A Rosa e a Morte caíram na gargalhada.

― Acho melhor pararmos de falar nessas coisas. A dona Coruja, sábia como ela só, sempre diz: “Uh, uh, os pensamentos e as palavras carregam um poder que desconhecemos.”. ― Falei, temeroso.

― Não é preciso ter medo de mim, querido Rouxinol, sou parte da vida, sou a conseqüência natural da vida. E não sou tão feia assim. Não há nada mais certo na vida de todos os seres que vivem do que o dia em que se encontrarão comigo. ―Disse-me sabiamente a Morte.

― Já ouvi também, enquanto voava sobre uma comunidade indígena, dois indiozinhos dizendo que o pajé havia se tornado uma estrela da Constelação da Ursa Maior. Acabei sorrindo e piando tão alto que fui visto quase atingido por flechas que atiraram em minha direção, quase viro churrasco! ― Relembrei a situação com entusiasmo, parecia vivenciá-la novamente.

A Rosa e a Morte tornaram a cair na gargalhada.

― Vocês riem, é porque não aconteceu com vocês… ― De súbito, senti-me estranho. Senti um aperto no peito. E saí voando sem sequer me despedi delas, que possivelmente julgaram-me indelicado e ficaram atônitas de preocupação com a minha atitude repentina.

Recolhi-me num ninho no alto da montanha que ficava de frente para o mar. Fui lá para refletir. Sentia-me estranho há alguns dias, mas não sabia o porquê. Ao mesmo tempo em que estava feliz para me entregar ao amor, sentia que algo de estranha sensação me tomava por vezes.

“Será que tudo começou após a conversa que tive com a dona Coruja? Falei-lhe abertamente sobre o que estava sentindo pela Rosa. E ela me disse:

― Uh! Uh! Meu querido Rouxinol, como poderão dois seres de naturezas tão diferentes se amarem  de modo pleno. Você é um ser do ar e ela é da terra. Não vejo possibilidades nisso. Uh! Uh! Não quero que sofra, mas a dona Andorinha me falou que sou do beija-flor, pássaro mais próximo das flores, que a Rosa é uma flor muito querida de todos… Uh! Uh! E que a mãe dela estava querendo cazá-la com um cravo bem-sucedido de plantações vizinhas. Uh! Dizem as abelhinhas, aquelas que adoram um zum zum zum, que não deu  muito certo, porque o Cravo acabou brigando com a Rosa, debaixo de uma sacada, disseram-me que o Cravo saiu ferido e a Rosa despetalada.Coitada da Rosa!Uh! Uh! ― Pra senhora ver, dona Coruja, o mais importante é que exista o amor, independentemente da natureza de cada um. Eu sei que mesmo eu sendo do ar e ela da terra, eu poderia fazê-la muito feliz! ― Disse-lhe com firmesa.

―É, meu querido, uh! agora diz a dona Rã que quem anda cercando a Rosa é o senhor Girassol, forte, belo, muito bem-humorado… Uh! ― Alertou-me a dona Coruja.

― É forte, belo e bem-humorado, mas não canta como eu. E a beleza é algo que não se julga em uma direção. A senhora pode achá-lo bonito, e ela não. Vai ver ela me acha mais bonito e charmoso. ― Retruquei não me dando por vencido.

― Sim. Isso é verdade.Uh! ― Concordou dona Coruja.”

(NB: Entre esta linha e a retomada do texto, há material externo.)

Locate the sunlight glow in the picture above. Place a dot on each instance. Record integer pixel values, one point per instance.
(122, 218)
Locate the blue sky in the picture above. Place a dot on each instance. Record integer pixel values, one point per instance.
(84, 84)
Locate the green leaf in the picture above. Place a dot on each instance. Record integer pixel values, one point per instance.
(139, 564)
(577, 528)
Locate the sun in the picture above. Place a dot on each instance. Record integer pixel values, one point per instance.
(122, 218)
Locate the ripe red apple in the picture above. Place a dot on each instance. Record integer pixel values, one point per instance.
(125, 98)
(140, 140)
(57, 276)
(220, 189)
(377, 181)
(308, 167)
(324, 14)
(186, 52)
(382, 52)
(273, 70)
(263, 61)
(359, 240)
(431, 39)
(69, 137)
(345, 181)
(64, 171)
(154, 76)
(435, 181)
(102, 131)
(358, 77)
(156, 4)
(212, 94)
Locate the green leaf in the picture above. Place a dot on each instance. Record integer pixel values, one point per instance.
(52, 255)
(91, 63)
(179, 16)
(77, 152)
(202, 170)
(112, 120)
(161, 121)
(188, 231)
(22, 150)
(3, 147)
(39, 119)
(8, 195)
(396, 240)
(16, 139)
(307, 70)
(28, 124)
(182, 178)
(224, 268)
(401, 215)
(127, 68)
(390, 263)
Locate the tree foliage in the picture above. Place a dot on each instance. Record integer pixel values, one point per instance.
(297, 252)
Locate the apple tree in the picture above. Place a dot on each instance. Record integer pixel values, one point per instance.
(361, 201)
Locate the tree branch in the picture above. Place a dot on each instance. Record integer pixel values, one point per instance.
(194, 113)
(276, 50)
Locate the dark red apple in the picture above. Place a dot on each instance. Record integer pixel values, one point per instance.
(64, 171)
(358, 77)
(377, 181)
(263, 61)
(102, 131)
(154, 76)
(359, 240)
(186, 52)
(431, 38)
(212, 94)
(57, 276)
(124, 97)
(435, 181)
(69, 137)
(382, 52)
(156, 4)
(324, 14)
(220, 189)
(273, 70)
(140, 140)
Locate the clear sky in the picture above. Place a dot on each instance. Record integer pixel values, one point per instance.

 Arrepiei-me novamente como se estivesse voltando à realidade. Logo deparei-me com a Morte ao meu lado. Estava como um analista, parecia ouvir meus pensamentos, atenciosamente, absorvia minhas lembranças deliciosamente.

― Que susto! A senhora está aí há bastante tempo? ― Questionei  meio assustado.

― Estou sempre com vocês. Vocês são tão engraçados… ― Retrucou com um sorriso suave.

― Como assim? ― Perguntei.

― Digo com relação ao modo como encaram a vida e a morte, euzinha aqui.

― É?! Acredito que não sou somente eu, mas outros também acham-na tão estranha e misteriosa… A senhora nos assusta, aparece de repente e nem avisa. Outras vezes vem devagarinho como anunciando a chegada fatal-triunfante. E para onde nos leva? Nunca diz… ― Questionei.

Reinou o silêncio.

― Vejo de cima da copa das árvores por onde passo inúmeras relações. Há uns três anos estava treinando os meus cantos matinais quando percebi a alegria de mãos dadas com as crianças brincando de ciranda na praça, brincavam juntas também de pega-pega, comiam algodão doce, maçã do amor, tomavam sorvetes e lambuzavam-se de chocolates e balas sortidas. Tempos após, já noutra árvore, vi a beleza do amor que se manifestava num casal de sapinhos que trocavam juras de amor, no carinho dado ao gato pelo seu dono e no carinho trocado por um casal de namorados. Depois de mais alguns dias vi a tristeza nos olhos de um cachorro vira-lata, faminto, assim como a de um menino que pedia no farol um prato de esperança e comida…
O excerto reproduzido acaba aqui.